1000 hours flying the Pilatus Porter
There has been so many moments, it’s pretty difficult to select just one but I reckon it’ll be hard to top that feeling of being let loose on my own, in the mountains of Papua, with my very own PC-6. That first solo landing after being line-checked out of Timika was pretty special.
Worst moment: Survey flying
Whilst this is not quite what one would describe as a moment, survey flying has been by far the hardest flying I’ve ever had to do and not especially enjoyable if I’m honest. On the plus side it seriously sharpened up my hand flying to very precise limits and did allow me to fly around and see almost all of Indonesia.
Scariest moment: Acute food poisoning
Most interesting experience: Overnighting in the jungle
Spend enough time flying over the jungle and it’s pretty likely you’ll end up spending the night there eventually. A steadily decreasing oil pressure reading forced me to make a precautionary landing mid-journey at Long Alango in northern Kalimantan.
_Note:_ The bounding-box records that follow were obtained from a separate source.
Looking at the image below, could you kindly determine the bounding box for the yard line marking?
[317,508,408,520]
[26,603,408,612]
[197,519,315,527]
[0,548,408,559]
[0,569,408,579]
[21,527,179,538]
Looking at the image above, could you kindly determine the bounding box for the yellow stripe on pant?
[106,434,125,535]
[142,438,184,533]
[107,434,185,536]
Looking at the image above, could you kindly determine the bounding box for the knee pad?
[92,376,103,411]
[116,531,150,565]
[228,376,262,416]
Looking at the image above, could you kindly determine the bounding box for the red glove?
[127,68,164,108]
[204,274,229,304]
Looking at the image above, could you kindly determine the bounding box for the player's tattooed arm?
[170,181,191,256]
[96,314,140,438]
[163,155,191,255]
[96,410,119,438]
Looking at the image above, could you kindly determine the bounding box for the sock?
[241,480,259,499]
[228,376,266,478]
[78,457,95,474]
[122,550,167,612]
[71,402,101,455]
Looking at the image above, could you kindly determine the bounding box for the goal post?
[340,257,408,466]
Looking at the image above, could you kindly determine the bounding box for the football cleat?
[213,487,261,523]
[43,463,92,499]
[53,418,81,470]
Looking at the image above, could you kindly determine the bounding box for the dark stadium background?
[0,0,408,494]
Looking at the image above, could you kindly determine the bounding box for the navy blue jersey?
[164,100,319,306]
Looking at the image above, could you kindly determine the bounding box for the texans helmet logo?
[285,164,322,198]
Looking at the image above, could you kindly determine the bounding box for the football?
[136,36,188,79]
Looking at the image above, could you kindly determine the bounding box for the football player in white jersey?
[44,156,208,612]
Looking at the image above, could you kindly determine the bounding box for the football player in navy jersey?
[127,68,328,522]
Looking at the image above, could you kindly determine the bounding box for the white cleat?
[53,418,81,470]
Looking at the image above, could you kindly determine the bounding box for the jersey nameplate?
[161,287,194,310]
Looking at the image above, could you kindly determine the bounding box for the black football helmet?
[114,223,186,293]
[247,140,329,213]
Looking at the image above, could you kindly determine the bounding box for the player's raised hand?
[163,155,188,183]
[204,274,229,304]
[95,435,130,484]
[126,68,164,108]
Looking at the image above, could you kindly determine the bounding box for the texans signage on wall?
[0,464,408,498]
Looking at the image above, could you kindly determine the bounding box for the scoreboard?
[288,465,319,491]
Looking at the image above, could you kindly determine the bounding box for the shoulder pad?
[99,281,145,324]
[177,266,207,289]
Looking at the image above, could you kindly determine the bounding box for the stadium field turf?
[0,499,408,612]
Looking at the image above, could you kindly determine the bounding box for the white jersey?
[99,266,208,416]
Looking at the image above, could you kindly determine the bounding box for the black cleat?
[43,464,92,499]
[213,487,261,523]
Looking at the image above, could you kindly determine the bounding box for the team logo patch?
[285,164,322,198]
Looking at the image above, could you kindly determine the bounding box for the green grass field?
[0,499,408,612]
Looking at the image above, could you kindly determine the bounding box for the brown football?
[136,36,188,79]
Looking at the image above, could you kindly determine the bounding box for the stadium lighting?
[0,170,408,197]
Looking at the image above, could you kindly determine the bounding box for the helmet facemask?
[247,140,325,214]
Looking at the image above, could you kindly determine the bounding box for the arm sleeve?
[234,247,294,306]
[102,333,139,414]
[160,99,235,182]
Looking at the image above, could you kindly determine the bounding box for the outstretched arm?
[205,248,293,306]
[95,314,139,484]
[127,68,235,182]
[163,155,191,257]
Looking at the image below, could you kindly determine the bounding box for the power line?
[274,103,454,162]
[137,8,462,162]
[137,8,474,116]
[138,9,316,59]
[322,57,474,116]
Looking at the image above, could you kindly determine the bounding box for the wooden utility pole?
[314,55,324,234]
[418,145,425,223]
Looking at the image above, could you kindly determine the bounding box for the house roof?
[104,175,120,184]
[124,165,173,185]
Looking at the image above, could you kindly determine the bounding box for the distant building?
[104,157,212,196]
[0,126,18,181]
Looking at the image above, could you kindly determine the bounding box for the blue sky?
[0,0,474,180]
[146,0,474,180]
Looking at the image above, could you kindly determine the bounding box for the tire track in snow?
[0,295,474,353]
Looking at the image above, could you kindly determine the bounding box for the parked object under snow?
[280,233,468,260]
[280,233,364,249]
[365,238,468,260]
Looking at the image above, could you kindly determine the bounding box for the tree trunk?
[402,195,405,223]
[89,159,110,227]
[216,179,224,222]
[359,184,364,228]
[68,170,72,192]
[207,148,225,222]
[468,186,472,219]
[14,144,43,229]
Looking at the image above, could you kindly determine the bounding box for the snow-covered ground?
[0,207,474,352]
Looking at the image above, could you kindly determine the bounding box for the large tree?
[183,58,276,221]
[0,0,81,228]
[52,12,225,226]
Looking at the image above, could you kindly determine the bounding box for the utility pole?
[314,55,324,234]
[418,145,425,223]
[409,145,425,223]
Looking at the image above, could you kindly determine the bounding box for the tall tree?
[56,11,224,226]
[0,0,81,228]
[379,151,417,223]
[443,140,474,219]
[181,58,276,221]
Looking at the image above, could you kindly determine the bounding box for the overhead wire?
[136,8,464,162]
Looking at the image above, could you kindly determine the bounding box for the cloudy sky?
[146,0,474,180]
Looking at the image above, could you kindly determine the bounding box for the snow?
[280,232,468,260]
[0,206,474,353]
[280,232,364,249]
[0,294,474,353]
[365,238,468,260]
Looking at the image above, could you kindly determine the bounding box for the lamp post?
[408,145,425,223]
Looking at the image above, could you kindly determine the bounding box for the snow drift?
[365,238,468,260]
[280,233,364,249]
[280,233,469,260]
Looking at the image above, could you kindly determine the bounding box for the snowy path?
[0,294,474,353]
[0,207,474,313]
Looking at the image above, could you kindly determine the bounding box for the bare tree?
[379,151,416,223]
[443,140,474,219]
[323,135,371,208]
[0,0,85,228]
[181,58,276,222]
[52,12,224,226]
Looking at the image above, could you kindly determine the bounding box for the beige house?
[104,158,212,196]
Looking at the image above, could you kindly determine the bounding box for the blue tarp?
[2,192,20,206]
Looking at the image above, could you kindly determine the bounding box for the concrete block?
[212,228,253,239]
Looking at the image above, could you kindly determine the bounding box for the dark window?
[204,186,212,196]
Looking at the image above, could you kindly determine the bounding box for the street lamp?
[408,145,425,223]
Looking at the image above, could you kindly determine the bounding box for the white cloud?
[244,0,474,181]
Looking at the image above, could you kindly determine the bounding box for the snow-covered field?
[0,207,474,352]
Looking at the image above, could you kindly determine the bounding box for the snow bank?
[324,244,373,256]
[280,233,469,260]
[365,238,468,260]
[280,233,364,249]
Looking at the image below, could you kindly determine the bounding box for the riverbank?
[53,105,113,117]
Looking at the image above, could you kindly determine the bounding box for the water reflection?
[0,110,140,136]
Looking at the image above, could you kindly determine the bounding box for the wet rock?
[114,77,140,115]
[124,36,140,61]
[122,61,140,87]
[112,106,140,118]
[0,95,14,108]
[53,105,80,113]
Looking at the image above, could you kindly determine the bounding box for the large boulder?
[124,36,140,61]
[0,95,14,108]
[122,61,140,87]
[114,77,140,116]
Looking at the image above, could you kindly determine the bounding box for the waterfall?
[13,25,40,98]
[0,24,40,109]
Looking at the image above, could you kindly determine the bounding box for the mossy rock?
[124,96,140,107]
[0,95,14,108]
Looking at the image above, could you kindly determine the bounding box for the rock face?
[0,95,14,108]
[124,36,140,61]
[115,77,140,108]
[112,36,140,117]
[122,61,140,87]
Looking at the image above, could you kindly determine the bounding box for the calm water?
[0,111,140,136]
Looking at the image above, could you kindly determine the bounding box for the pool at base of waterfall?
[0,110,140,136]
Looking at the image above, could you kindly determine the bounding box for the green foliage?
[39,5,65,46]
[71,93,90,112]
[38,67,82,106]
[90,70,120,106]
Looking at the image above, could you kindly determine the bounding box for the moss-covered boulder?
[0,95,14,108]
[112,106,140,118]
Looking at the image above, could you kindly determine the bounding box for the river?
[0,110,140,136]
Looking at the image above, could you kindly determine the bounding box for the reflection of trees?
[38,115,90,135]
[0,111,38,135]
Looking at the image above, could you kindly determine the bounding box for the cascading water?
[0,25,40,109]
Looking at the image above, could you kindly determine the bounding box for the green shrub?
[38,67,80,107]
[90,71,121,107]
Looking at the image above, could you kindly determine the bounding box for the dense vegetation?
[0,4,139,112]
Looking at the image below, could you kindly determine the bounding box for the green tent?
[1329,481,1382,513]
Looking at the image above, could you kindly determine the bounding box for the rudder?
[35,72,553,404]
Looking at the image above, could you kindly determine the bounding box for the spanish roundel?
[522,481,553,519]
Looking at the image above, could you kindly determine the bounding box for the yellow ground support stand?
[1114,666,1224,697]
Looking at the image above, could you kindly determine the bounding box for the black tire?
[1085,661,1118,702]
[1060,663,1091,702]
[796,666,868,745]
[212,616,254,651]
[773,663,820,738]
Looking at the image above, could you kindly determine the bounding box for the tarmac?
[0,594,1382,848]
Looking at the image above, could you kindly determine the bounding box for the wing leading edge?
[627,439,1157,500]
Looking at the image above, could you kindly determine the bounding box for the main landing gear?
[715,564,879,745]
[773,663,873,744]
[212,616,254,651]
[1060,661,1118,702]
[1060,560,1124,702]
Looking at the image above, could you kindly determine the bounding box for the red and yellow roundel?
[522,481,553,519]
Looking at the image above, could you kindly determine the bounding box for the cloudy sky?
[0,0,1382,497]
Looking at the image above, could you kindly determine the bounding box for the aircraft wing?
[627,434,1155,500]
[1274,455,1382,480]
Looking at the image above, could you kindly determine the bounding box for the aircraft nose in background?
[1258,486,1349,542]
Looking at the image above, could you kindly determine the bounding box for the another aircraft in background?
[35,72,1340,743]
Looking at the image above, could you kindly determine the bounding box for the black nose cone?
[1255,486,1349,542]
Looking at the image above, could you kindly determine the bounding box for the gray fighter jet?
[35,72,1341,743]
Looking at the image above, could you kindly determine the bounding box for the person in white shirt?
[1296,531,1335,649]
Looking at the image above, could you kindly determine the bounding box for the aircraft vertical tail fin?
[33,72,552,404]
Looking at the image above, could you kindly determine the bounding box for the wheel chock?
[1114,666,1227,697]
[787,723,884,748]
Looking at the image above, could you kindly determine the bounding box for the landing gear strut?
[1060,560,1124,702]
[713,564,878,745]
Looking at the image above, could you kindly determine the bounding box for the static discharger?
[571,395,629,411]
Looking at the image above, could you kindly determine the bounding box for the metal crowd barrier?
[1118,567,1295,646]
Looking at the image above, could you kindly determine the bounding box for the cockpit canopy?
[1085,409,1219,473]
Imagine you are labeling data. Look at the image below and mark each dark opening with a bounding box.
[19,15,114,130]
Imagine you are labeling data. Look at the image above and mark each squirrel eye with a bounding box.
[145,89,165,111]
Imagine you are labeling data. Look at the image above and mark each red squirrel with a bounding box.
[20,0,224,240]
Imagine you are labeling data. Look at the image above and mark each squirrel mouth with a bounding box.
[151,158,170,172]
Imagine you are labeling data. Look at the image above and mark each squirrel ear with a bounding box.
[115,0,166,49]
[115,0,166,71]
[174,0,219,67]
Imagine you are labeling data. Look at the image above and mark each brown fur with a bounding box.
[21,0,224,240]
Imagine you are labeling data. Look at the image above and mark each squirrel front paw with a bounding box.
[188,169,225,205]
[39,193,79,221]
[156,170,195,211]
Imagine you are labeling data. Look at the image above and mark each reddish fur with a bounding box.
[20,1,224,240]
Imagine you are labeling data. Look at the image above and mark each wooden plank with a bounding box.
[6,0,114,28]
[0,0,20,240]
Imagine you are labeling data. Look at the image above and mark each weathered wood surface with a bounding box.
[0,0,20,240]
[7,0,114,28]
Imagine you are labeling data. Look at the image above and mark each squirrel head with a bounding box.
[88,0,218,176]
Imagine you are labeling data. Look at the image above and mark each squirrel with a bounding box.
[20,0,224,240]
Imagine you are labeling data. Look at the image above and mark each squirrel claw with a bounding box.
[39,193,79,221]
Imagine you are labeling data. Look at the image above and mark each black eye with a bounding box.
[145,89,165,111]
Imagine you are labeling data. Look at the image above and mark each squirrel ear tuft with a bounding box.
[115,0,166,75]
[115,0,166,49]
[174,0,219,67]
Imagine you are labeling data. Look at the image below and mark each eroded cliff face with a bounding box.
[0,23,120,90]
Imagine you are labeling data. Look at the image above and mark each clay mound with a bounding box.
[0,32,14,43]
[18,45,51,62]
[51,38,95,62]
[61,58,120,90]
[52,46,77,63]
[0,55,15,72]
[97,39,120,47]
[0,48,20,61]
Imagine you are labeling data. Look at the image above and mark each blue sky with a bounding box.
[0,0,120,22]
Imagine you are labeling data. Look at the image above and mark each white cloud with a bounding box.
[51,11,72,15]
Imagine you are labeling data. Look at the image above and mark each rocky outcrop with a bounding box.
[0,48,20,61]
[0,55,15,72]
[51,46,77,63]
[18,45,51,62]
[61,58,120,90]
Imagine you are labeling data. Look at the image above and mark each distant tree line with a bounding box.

It proved to be a pretty interesting experience staying in the local village for the night, full story here.
Longest flight (distance): 670nm
Unsurprisingly this was a ferry flight to reposition the aircraft from Balikpapan in Kalimantan to Kupang in Nusa Tenggara Timor. Thanks to a handy tailwind it only took 5 hours and 30 minutes.
Longest flight (time): 6:00hrs
This was the longest single survey flight I’ve done and was from Ternate in East Sulawesi. Trying to balance out drinking enough fluids to stay hydrated and not dieing for a pee mid-flight is probably one of the hardest parts to these long survey flights.
Shortest flight: 3nm – Long Paday to Binuang
Both of these airstrips are located in north Kalimantan and occasionally we’d have a need to drop into Long Paday from one of the other local airstrips before continuing on to Binuang. This has to be one of the shortest commercial flights in the world I reckon.
Favourite airstrip: Hidadipa
This airstrip is located in the highlands of Papua off to the side of a pretty steeply sided valley. In order to land on it, you have to descend into the valley nearly half a mile away, hug the right hand side before dropping down between the trees on short final to make the landing. Once you’re in the valley you have to land, as even a Porter can’t climb out again when fully loaded.
You just can’t beat a good sunrise as you climb out towards the giant bush pilots’ playground that is Papua. It’s a real pleasure to see these each morning and really brings it home how special it is to fly in this wonderful place.